Anchor is an unincorporated community in central Brazoria County, Texas, United States. It is located within the Greater Houston metropolitan area.

History
Anchor has a long and rich history. The Columbia Tap Railroad, which traveled from Houston to East Columbia, was built through this area sometime before 1852. The Houston and Brazos Valley Railroad then crossed this line at a point known as Chenango Junction in 1893. Its third line was built to Sugar Land in 1908. These three railroads caused the community to have four passenger trains traveling through the community each day. The traffic increased after World War I. A depot was built in the 1890s to handle all railroad business from West Columbia and Brazoria. Some trains took people to several events, including the circus in Houston, ship tours in Galveston, and baseball games in Velasco. The Anchor community was then established near the site of the former community of Fruitland, which was located at the intersection of the International and Great Northern Railroad and the Velasco Terminal. Jacob Whistler's family moved here in 1895. There were plots of land sold here, but when that failed, they expanded into Anchor. The Whistler family then built a hotel and a restaurant for locals. A post office was established at Anchor in 1897 and remained in operation until June 15, 1920, with George W. Richey as postmaster. Mail was then routed from Angleton. The community's business directory included two general stores, two sawmills, a cotton gin, a blacksmith shop, a cafe, a frog leg processing plant, two churches, and Western Union Railroad service. Anchor became a trading center for local farmers. Crops sold in the area included cotton, corn, onions, cabbage, and tomatoes. Farmers raised cattle, hogs, and chickens, with the cattle eventually making milk, butter, and meat. A canning factory was used mostly for tomatoes and owned and operated by a man named Burchard. Several floods and storms hit the area once roads became navigable and automobile sales increased. Its population was 50 with two businesses in 1933, but the store closed in the 1940s due to World War II. Texas State Highway 288 bypassed the community when it was built, and an oilfield caused little growth. The town was no longer on the census in 1950. The only building that remained in the community was a two-story residence that used to be the Whistler Hotel in the 1980s.

The community may have been named for a local cattle brand; it may also have been named after Anchor, Illinois, the native home of an early settler.

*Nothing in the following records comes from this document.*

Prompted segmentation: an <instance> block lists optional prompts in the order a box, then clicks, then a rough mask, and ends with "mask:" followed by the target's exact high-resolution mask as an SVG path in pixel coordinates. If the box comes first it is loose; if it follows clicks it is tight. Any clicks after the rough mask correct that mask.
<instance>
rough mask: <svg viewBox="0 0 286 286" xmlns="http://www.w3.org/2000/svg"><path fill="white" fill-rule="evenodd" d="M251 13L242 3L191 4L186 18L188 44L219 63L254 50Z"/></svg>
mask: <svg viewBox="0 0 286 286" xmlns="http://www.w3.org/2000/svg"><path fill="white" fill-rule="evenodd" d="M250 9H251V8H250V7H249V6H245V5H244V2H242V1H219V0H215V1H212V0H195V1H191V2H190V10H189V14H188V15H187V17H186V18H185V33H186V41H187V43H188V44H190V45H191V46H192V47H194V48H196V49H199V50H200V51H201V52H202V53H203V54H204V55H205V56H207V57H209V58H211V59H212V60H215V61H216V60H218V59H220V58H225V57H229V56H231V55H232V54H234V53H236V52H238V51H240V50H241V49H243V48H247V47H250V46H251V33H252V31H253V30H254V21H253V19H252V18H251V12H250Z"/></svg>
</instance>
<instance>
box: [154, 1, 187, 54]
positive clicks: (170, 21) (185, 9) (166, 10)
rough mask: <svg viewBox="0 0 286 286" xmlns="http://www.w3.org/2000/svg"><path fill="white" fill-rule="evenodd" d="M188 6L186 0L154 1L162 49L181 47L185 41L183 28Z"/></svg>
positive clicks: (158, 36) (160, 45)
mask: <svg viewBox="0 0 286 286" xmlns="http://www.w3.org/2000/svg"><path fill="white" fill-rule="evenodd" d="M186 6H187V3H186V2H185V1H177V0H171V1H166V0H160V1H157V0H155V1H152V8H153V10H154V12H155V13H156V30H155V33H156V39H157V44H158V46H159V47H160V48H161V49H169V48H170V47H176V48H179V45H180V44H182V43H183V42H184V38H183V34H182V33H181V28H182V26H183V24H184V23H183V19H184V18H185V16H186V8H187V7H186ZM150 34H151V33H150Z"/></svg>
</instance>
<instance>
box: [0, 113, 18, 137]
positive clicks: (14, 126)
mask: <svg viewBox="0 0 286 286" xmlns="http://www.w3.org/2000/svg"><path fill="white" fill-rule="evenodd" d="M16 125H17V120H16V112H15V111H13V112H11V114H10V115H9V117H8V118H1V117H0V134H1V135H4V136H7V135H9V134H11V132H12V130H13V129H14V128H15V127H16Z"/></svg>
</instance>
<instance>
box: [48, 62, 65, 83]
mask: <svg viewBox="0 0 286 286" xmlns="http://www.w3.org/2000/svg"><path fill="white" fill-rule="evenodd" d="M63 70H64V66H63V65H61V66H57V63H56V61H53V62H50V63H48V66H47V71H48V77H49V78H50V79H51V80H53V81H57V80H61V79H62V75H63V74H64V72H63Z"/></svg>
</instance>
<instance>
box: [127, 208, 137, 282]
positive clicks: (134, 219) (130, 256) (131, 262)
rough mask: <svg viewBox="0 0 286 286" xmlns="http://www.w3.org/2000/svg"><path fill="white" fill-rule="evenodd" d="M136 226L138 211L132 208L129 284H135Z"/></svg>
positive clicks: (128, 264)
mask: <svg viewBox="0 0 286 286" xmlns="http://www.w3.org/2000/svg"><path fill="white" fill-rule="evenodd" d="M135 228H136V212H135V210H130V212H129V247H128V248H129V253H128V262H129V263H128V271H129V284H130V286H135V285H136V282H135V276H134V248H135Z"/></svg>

An episode of The Dick Van Dyke Show, number 146, entitled "Remember the Alimony", was set in Anchor. In the episode, the town was moved to very near the Mexican border and given an army base.

Geography
Anchor is located at the intersection of Farm to Market Road 521 and County Road 44,  northwest of Angleton.

Education
Anchor once had its own school with Minnie McMillan-Holland as the teacher from 1914 to 1917. Today, the community is served by the Angleton Independent School District. Children in the area attend Rancho Isabella Elementary School, Angleton Junior High School, and Angleton High School in Angleton.